THE BLACK CROWES - Shake your money maker

(Def American Recording, 1990)

 

- Con questa recensione al calor bianco inizia la collaborazione di Paolo Mola -

 

I Black Crowes sono senz'altro il gruppo portavoce della rinascita del southern rock e ne sono i massimi fautori, benché non i primi. Altri, infatti, si erano mossi prima di loro, durante tutti gli anni '80, ma soprattutto nella loro seconda metà. Nel mucchio vi erano validi gruppi come Jason and the Nashville Scorchers, The Georgia Satellites e grandi outsiders, alle prime armi come Steve Earle ed altri che invece operavano già dai primi anni '70 come John Hiatt. Ma il gruppo che davvero riapre le frontiere del southern e di tutto il rock di matrice classica, sono loro, i Black Crowes.

 

Il gruppo muove i primi passi già nel lontano 1984, ad Atlanta, sotto il nome di Mr.
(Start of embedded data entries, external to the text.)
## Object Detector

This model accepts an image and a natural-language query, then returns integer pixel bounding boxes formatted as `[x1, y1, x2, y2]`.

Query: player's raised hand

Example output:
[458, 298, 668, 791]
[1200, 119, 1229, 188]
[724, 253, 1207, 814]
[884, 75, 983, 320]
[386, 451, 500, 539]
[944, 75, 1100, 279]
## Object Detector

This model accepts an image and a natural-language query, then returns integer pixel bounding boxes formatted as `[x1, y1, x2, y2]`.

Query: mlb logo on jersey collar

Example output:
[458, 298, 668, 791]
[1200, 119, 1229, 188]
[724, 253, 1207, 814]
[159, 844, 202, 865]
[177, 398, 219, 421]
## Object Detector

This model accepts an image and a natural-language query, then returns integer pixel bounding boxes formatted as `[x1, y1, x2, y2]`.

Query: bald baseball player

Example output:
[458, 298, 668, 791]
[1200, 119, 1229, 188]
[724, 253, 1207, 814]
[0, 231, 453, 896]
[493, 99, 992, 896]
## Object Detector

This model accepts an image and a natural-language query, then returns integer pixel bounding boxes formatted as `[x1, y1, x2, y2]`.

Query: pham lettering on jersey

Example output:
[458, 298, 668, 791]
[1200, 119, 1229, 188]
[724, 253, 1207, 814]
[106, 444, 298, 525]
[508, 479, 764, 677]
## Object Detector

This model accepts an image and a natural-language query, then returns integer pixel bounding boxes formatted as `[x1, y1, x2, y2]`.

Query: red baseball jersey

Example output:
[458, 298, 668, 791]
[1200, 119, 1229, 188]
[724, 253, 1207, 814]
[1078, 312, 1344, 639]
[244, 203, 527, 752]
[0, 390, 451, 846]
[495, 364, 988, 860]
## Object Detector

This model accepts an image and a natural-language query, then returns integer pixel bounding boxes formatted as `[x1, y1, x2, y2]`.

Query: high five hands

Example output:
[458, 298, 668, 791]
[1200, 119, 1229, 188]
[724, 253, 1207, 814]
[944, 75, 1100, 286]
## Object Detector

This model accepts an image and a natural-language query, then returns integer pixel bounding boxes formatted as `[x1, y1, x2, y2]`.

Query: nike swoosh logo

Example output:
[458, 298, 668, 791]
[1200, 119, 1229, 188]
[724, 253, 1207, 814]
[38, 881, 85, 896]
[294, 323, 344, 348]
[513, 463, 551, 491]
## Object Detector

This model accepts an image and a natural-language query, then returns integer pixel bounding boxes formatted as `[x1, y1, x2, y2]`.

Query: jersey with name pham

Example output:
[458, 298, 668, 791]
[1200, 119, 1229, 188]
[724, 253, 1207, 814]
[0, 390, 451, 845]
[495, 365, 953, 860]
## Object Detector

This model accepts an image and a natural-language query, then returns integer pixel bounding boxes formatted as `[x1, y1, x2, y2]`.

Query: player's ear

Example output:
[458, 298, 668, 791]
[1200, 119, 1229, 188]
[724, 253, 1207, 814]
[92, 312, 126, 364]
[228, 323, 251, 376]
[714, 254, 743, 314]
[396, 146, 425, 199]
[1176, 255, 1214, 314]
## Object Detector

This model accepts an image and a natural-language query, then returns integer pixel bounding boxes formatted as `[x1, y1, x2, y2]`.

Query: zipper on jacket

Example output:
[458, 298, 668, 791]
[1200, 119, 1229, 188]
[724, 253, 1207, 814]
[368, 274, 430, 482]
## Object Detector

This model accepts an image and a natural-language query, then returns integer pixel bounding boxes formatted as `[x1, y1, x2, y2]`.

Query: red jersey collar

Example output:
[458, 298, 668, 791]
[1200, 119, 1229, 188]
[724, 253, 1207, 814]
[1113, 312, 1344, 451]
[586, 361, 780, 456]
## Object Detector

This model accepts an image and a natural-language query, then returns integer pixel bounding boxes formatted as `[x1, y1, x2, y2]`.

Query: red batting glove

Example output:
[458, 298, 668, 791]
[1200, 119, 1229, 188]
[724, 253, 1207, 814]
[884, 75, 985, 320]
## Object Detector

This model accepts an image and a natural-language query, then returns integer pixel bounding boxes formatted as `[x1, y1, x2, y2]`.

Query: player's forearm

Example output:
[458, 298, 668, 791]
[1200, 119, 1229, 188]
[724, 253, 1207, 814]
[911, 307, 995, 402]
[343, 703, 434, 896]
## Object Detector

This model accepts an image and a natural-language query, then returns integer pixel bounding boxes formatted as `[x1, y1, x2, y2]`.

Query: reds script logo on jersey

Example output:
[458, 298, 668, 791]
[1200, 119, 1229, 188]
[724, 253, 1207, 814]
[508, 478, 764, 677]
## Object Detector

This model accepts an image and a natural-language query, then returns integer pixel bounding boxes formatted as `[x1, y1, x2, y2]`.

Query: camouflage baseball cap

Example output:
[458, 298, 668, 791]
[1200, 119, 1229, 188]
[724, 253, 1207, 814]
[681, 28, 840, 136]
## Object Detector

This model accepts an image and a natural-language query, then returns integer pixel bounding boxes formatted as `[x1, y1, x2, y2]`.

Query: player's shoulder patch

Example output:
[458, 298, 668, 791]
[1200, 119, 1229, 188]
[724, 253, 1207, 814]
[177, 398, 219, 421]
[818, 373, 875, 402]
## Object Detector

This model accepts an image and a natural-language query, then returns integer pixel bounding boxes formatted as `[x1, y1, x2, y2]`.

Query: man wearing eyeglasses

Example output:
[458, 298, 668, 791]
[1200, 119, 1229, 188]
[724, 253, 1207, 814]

Crowe's Garden e guidato dai fratelli Chris (voce) e Rich (chitarra) Robinson, che tentano di emulare le gesta del padre che trentun'anni prima aveva raggiunto la classifica grazie al singolo Boom-A-Dip-Dip.

Nel 1988 assumono il nome attuale dopo aver assistito a numerosi cambi di formazione (tre chitarristi e sei bassisti) prima che il gruppo assumesse la forma attuale e smuovono la curiosità del produttore George Drakoulias che li fa approdare alla Def American, casa discografica di riferimento per tutto il rock americano degli anni novanta.

Il debutto discografico della band è a dir poco eccezionale, un disco strabiliante, feroce rock'n'roll dalla prima all'ultima traccia, che esce dagli amplificatori come il sangue da un'arteria recisa, chitarre stridenti a tutto volume e Chris Robinson che urla con tutto il fiato che ha in corpo.

I Black Crowes sembrano neri angeli mandati dall'alto per scuotere il mondo e il loro frontman il messia, investito del ruolo di salvatore della tradizione rock. Il sound è aggressivo, intriso di atmosfere southern, arso di soul e gospel e piace molto al pubblico, tanto da essere proiettato al quarto posto, grazie al singolo Jealous Again e all'incendiaria versione di Hard to Handle di Otis Redding, che fa piazza pulita sbancando le classifiche e diventando subito una hit, mentre la copertina fa respirare atmosfere squisitamente sixtie.

 

La canzone che apre l'album è Twice As Hard. C'è una piccola introduzione di chitarra e poi una scarica elettrica ci catapulta bruscamente in un rock aspro e vorticoso. Ma l'adrenalina non cessa di scorrere, ed ecco che segue a ruota la bella Jealous Again. I primi bagliori di southern rock vengono fuori in Sister Luck, una bellissima canzone che ricorda molto i Lynyrd Skynyrd, dopodiché è il turno di Could I've Been So Blind.

Il ritmo cala e si fa più lento e l'atmosfera si carica di sentimento con un'appassionata e sconsolata Seeing Things. Poi è la volta di Hard to Hadle, dove i Corvi Neri liberano tutti i loro decibel e la loro grinta, il ritmo è incalzante, le chitarre addentano l'aere ed un pungente assolo fa ribollire il sangue nelle vene, il corpo non risponde più e si scioglie in movimenti convulsi e rabbiosi, suonando una chitarra immaginaria o picchiando un'inesistente batteria... una canzone da mettere su a tutto volume!

In Thick 'n' Thin, la band manda il batterista, Steve Gorman, a schiantarsi con la macchina contro il bidone dell'immondizia, nel parcheggio sul retro dello studio di registrazione, mentre un riff di chitarra dobro apre la stupenda She Talks to Angels, una lisergica ballata dove si raggiunge l'apice del sentimento, chitarre ed organo si mescolano e Chris Robinson tortura le corde vocali in un orgasmico grido.

Un'apertura che sfiora l'hard rock annuncia la potente Struttin' Blues, seguita da un'assordante e sguaiata Stare It Cold, ultimo spazio per sgolarsi e piantare un gran casino prima di congedarsi.

Shake your money maker non è solo un grande disco, ma è l'inizio di qualcosa di ancora più grande, ed è grazie a gruppi come i Black Crowes che oggi possiamo ridere in faccia a chi dice che "il rock è morto".